In 2003, The Gainesville Sun reported that the number of inmates on death row seeking to drop their appeals has increased. Christopher Slobogin, a University of Florida law professor, said that prisoners have their own reasons for doing so, but one of them has to do with the time it takes to carry out their death sentence. "They don't want to wait any longer. It's the psychological pressure of knowing that eventually they are going to die," Slobogin stated.

The death row syndrome

In 2019, the number of senior inmates on death row significantly increased. Many of them aged in prison while waiting for their execution. Lawyers and psychologists argue that some death row inmates have developed a condition known as death row syndrome, which are psychological effects associated with the length of time they spend awaiting their execution. As Slate notes, it isn't an official clinical diagnosis; rather, it's a legal term.

Death row prisons around the country have varying conditions, but most of them are deemed to be harsh for prisoners.
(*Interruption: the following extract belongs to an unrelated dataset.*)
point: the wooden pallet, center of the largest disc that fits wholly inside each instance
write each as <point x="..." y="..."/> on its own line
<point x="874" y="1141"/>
After all, the worst of the worst criminals are the ones subjected to capital punishment. A study conducted by psychiatrist Dr. Stuart Grassian on 14 inmates concluded that solitary confinement and the dire living conditions result in hallucinations, distortion in perceptions, and depression. The inmates Dr. Grassian studied weren't on death row, but the conditions were comparable to those awaiting execution. He concluded that those waiting for their execution during the lengthy appeals may develop the same psychological symptoms that can be seen as torture (via theĀ University of San Diego). As the average waiting time for execution increases, questions are raised about whether or not the additional anguish death row inmates experience is constitutional.